Raster data and materialized views restore failures and Foreign table gotchas
We cover this at PostgresOnLine: OSGeo code sprint 2016 since I feel this is an issue that might effect other PostgreSQL extensions in the future.
X3D work
We also got side tracked with a lot of conversations. We met Tom Vantilburg for the first time who was showing us this glitsy rendering he did using
PostGIS ST_AsX3D function. I thought wow, someone is using my function to create a cool model. As it were I was trying to fix this issue he had ticketed https://trac.osgeo.org/postgis/ticket/3435. I discussed the issue with him that it had to do with the convex property bit, that if I put it in there concave objects rendered correctly. He did some tests and concluded I could just hard-code that setting since it seemed to have no effect on convex objects and he saw no performance degradation. So I've done that for upcoming PostGIS 2.2.2+. For PostGIS 2.3.0 I'm planning a complete rewrite to follow PostGIS's new string buffer paradigm and after that to implement support for curved geometries and also allow injection of other X3D properties.
What others were doing on PostGIS front
Dan Baston, new core developer kid on the PostGIS block, was there hacking away on hot and not so hot stuff.
The not so hot but painfully needed stuff
The not so hot stuff, upgrade problems. Dan was having an upgrade issue that only he and Sandro Santilli could replicate. With much help from Paul and Sandro, and Dan testing, the issue was resolved and will be in PostGIS 2.2.2 release. There was also the change of pgis_abs type which got changed in PostGIS 2.2. Unfortunately because it was not marked as changed, people coming from PostGIS 2.1 would get strange errors. I described how this is supposed to be done, but unfortunately has to be done at the first micro of a minor, so too late for PostGIS 2.2.2. Paul after the sprint came up with a hack to update the PostgreSQL catalogs directly to work around the limitation of not being able to alter a type without dropping it.
I didn't spend any time with the CGAL/SFCGAL folks but I'm looking forward to exercising their work. Only thing SFCGAL related I heard about was listening to Paul talk about future proofing the geometry gserialized headers so that we can get a version tag in there and add more bits that SFCGAL folks need for keeping track of validaty and other things.
I also helped some folks out with how they should specify their functions so upgrade machinery works right and use of the drop before and drop after scripts to handle addition of default args. It became painfully clear
that no one understood how the PostGIS upgrade machinery works and I only had like a 95% understanding of how it worked and how it had changed over the years.

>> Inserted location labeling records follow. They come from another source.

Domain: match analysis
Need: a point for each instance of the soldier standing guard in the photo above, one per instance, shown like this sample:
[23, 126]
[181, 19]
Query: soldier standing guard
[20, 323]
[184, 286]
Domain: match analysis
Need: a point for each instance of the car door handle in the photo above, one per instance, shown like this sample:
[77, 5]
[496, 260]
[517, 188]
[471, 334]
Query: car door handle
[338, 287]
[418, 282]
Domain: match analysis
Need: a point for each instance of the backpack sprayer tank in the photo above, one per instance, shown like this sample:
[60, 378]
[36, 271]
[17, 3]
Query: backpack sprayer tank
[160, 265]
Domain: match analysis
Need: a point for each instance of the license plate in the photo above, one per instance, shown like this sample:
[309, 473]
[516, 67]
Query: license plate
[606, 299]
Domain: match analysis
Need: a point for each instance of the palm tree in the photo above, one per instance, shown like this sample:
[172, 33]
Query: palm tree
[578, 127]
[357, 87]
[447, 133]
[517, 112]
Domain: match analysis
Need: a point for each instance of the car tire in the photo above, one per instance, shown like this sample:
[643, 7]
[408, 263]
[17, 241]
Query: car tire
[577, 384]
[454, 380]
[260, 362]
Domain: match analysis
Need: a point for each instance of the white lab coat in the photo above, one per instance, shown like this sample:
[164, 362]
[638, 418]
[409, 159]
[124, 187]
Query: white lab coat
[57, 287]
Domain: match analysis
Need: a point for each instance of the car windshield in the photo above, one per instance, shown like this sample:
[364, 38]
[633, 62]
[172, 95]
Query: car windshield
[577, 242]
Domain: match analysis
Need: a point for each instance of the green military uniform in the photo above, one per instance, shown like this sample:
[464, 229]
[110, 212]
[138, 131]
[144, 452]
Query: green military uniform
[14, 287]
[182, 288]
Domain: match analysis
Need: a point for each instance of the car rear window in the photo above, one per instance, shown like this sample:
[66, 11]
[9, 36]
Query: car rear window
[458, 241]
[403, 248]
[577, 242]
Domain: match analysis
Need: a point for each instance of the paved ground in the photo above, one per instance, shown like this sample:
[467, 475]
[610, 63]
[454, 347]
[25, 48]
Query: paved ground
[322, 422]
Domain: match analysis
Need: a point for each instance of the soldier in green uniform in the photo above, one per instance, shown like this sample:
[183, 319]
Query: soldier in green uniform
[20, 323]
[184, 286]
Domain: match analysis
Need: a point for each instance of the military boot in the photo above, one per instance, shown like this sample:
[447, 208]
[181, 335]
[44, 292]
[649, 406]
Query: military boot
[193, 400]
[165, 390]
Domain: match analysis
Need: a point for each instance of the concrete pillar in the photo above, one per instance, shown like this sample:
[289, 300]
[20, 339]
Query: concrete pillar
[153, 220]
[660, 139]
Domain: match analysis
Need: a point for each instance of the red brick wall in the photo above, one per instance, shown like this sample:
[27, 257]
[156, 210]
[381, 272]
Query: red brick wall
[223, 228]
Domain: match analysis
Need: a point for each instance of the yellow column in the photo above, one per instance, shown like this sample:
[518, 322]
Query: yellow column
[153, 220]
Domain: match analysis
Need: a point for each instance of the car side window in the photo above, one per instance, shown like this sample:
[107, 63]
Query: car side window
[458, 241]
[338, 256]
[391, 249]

I guess we are badly in need of developer documentation detailing how the upgrade generation script uses comments like Availability and Changed to do the right thing and what is legal to do in a micro release.
The hot stuff
Dan and Paul were busy closing out tickets
and working on the very first PostGIS Window functions - ST_ClusterKMeans and ST_ClusterDBSCAN of which they both finished and committed to PostGIS 2.3 (trunk). I contributed my 2 cents to the effort when I got back home
by coming up with a convention for representing window functions in the docs and changing the PostGIS XSL scripts to understand what a window function is. One XSL generates a special section of the docs based on special properties. PostGIS now has a section just for window functions. http://postgis.net/docs/manual-dev/PostGIS_Special_Functions_Index.html#PostGIS_Window_Functions
I also modified the garden XSL script, I affectionately call the moneky script, so it now understands how to recongize a window function in the docs and test them with OVER() syntax.
On first run, the improved monkey managed to crash ST_ClusterKMeans.
I also nagged Paul about his parallelism support for PostGIS of which I promised Leo and I would test. Sadly didn't get to doing that at the sprint, though he did commit I think so yet another thing to do.
As mentioned in BRIN for PostGIS: my story at the Code Sprint 2016 in Paris
Giuseppe Broccolo of 2nd Quadrant was working on BRIN indexes for PostGIS at the sprint. I sadly missed this conversation at the sprint, but looking forward to see a patch for their work for PostGIS 2.3 and to stress test it.